For further information about who can appeal, contact a local welfare rights agency or contact The National Debtline for advice.


What will happen if I don’t pay?

The council will tell you to pay your bill in ten monthly installments but they can sometimes accept weekly payments. If you find at any time that you can’t pay the full monthly installment, don’t just stop paying!

  • You have to keep paying what you can afford.

  • If your circumstances have recently changed, you may now qualify for Council Tax Benefit, so claim now.

  • Contact your local council and try to come to an arrangement.



Liability orders

If you can't keep to a payment arrangement you make with the council, they will ask the magistrates’ court to make a ‘liability order’ for the full amount they say you owe, plus court costs. This order usually states that you are due to pay your Council Tax and have not done so.

The court must make the liability order unless:

  • the council has not been through proper procedures;

  • you have paid the amount owed; or

  • the name on the court summons is wrong.

If one of these applies, tell the council immediately and go to the court hearing. You usually get fourteen days’ notice of the hearing. You can ask the court to adjourn the liability order hearing in the following circumstances.

  • If you have applied for Council Tax Benefit.

  • Or, if you have appealed to a valuation tribunal because:
    – you don’t agree you are legally responsible for the bill; or
    – you don’t agree with the amount of the bill.

The court does not have to adjourn the hearing but they may agree to it.

A Warning
If the council has not taken you to court for a liability order within 6 years of you becoming due to pay your Council Tax, they can't continue to collect the money owed.This depends on when the council served a demand notice on you.


Methods of enforcement

Get in touch with the council to agree a payment arrangement. If you don't do this there are many ways the council can make you do so. The council can demand that you and your husband, wife or partner give them details of your financial circumstances. You can be fined for not giving this information.

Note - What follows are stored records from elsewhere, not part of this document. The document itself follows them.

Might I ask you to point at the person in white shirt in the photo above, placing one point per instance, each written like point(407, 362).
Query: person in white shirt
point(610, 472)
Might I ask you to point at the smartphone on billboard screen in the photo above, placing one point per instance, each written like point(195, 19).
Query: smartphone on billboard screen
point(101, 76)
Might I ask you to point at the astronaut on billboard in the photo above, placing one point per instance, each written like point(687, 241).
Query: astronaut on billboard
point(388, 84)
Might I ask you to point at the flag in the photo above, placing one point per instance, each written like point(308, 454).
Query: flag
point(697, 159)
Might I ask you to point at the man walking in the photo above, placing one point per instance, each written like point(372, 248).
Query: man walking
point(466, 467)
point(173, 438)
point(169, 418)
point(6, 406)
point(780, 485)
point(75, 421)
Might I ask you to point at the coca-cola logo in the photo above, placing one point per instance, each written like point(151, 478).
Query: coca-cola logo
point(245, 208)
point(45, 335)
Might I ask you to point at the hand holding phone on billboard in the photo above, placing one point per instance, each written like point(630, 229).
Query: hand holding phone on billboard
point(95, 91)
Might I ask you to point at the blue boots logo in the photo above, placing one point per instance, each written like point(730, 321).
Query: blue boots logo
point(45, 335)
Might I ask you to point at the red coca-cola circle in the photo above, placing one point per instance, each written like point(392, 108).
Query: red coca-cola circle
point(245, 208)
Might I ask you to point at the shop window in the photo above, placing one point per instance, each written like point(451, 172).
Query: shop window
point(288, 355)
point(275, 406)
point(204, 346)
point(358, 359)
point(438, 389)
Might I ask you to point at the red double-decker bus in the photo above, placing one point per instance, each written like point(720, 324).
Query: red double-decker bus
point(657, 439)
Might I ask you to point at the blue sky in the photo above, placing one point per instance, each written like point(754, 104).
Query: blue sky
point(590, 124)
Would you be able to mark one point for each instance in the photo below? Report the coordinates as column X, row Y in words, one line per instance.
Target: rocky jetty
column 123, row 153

Deductions from your wages
If you have a job the council can order your employer to take a fixed amount from your pay towards what you owe the Council.This is called an ‘attachment of earnings order’ and it can mean a large amount of your wages is taken. Deductions are made on a sliding scale depending upon how much you earn. If you owe more than one year’s Council Tax, you can have a maximum of two attachment of earnings orders. Usually any payments are taken one at a time. If this will cause you hardship, you can ask the council to accept smaller voluntary payments instead. Explain why you can't afford the higher amount.The council does not have to agree but it is worth trying. If the council does not agree contact your local councilor or The National Debtline for advice.

Distraint
The council can also ask bailiffs to go to your home and take goods away which may be sold to pay off your debt. They must send a letter first giving 2 weeks’ notice telling you that bailiffs will call and how much you still owe under the liability order.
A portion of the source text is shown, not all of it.